Drug overdoses are now the leading cause of accidental death in the U.S. Using medications for opioid addiction treatment results in decreased healthcare costs, criminal justice expenditures and those receiving medications are 75% less likely to die because of an addiction, according to the Legal Action Center.

Yet, medication assisted treatment (MAT) continues to be underutilized across races. Some black people who have a strong affinity for 12-step and abstinence-based recovery models believe that MAT is simply trading one drug for another and have rejected the idea of MAT while judging those who need it to stabilize their symptoms. When Ms. Rose brought her husband in for a family session where I advised her to see a physician certified to prescribe Buprenorphine based on her symptoms her husband abruptly stated, “She don’t need to take no medicine, she’s already on drugs.” Ms. Rose agreed and refused the referral even though she reported symptoms of debilitating cravings and withdrawal. Every program and approach to treatment had not worked for her. If Ms. Rose had to sit in a group therapy session and participate with craving/withdrawal symptoms that resembled a horrible flu times 30, she would be less likely to receive the information that we were attempting to impart and trigger other clients. Black people are sometimes the reason why we don’t seek or obtain the medical attention that we desperately need while battling opioid addiction.

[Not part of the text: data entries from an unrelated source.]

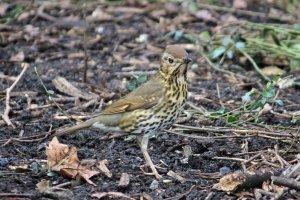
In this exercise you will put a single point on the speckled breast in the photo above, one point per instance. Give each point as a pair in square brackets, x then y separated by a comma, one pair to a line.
[162, 115]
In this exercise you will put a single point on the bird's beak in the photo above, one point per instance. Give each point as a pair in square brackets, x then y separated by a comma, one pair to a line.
[187, 60]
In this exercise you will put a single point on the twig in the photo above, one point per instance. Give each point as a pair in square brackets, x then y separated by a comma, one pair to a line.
[288, 182]
[238, 131]
[209, 62]
[85, 46]
[8, 90]
[206, 138]
[17, 195]
[219, 95]
[182, 195]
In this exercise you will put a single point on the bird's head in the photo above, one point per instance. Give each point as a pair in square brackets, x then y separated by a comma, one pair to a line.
[174, 61]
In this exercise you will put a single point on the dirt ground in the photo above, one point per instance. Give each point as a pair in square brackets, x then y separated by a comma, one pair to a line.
[124, 41]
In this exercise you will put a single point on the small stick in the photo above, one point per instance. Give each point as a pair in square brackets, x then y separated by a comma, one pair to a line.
[85, 47]
[287, 182]
[8, 90]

Treatment is available but there are many barriers to access. Some barriers are political, some are systemic, others are self-inflicted. We are often silent about the issues and trauma that can precipitate Addiction in the Black community. We must discuss these issues with trained professionals and family to break the generational curses that keep us ill. We must also take responsibility for our health by educating ourselves on Opioid Addiction. The result is feeling more empowered and having the confidence to advocate for ourselves within the systems that we often avoid. Lastly, we must avoid judging each other for being open to seeking and receiving help that is offered outside of our cultural traditions.